If you no longer want the link to be in the side nav, you can simply remove it. If you do still want the link in the side nav, but pointing to an external destination, you need to slightly change the structure as such:

{
  "title": "Language",
  "routes": [
    { "title": "Foo", "href": "https://learn.hashicorp.com/<product>/foo" }
  ]
}

As the majority of items in the side nav are internal links, the structure makes it as easy as possible to represent these links. This alternate syntax is the most concise manner than an external link can be represented. External links can be used anywhere within the docs sidenav.

It's also worth noting that it is possible to do glob-based redirects (e.g., matching /nested/*), and you may see this pattern in the redirects file. This type of redirect is much higher risk and the behavior is a bit more nuanced. If you need to add a glob redirect, please contact the website maintainers and ask about it first.

Browser Support

We support the following browsers targeting roughly the versions specified.

Chrome Edge Opera Firefox Safari
Latest Latest Latest Latest Latest

Deployment

This website is hosted on Vercel and configured to automatically deploy anytime you push code to the master branch. Any time a pull request is submitted that changes files, a deployment preview will appear in the GitHub checks which can be used to validate the way docs changes will look live. Deployments from master will look and behave the same way as deployment previews.

More About stable-website

Terraform has a special stable-website branch with docs for the most recent release. When the website is deployed, it uses the current content of stable-website. This is also the case for Terraform CDK. However, this repo does not have a stable-website branch; instead, it uses the master branch.
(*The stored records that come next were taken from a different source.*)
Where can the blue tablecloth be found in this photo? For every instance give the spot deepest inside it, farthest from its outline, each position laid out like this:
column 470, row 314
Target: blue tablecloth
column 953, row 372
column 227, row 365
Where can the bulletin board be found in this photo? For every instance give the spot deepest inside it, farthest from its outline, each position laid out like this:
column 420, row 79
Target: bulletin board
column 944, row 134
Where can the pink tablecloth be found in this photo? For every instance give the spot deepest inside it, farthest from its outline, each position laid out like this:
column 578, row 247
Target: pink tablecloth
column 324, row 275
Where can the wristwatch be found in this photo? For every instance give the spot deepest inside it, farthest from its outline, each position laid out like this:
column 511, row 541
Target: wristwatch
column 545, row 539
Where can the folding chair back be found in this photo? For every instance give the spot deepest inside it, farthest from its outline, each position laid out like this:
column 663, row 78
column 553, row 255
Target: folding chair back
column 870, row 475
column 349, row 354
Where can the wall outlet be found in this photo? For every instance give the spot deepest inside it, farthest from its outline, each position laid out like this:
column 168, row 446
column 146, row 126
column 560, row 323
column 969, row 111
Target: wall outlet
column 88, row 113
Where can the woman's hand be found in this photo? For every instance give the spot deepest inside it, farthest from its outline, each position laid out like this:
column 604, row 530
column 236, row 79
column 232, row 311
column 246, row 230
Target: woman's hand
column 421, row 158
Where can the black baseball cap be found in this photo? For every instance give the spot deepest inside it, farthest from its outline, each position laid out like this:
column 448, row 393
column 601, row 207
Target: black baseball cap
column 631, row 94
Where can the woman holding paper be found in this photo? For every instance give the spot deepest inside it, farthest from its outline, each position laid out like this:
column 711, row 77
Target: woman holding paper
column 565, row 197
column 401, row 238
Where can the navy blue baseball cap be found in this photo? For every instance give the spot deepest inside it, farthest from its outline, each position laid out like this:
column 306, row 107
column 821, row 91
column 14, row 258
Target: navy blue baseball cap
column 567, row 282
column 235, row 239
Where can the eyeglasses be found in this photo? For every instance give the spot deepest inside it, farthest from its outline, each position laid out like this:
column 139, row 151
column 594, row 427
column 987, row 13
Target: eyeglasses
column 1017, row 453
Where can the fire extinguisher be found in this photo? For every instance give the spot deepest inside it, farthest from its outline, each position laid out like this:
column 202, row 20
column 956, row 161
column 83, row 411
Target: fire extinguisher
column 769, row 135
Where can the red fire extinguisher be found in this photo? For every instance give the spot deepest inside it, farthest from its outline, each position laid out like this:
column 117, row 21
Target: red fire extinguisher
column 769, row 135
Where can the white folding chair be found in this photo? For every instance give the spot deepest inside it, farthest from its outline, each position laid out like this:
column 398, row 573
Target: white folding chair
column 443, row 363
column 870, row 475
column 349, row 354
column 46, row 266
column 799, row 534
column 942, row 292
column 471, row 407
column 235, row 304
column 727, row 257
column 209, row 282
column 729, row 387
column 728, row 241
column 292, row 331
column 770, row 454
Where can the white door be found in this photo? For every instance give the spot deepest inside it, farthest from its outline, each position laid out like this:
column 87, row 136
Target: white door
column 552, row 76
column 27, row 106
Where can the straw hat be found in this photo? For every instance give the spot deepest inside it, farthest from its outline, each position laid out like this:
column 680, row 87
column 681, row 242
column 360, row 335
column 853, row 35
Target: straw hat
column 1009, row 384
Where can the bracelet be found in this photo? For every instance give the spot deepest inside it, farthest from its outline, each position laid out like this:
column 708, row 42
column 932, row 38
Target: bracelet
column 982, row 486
When we release a new version of Terraform, we automatically force-push the corresponding commit to stable-website. (We also automatically update the ext/terraform submodule in this repo, but that's only for convenience when doing local previews; normal deployment to terraform.io ignores the current state of the submodules.)

Between releases, we update docs on the master branch and on the current release's maintenance branch (like v0.14). By default, we assume these updates are relevant to a future release, so we don't display them on the website yet. If a docs update should be shown immediately, cherry-pick it onto stable-website after it has been merged to master and/or the maintenance branch.

This happens routinely, so anyone who can merge to master should also be able to merge to (or directly push) stable-website. Whoever clicks the merge button should make sure they know whether this commit needs a cherry-pick.

Be aware: Since stable-website gets forcibly reset during releases, make sure to never commit new changes to stable-website. You should only commit cherry-picks from a long-lived branch.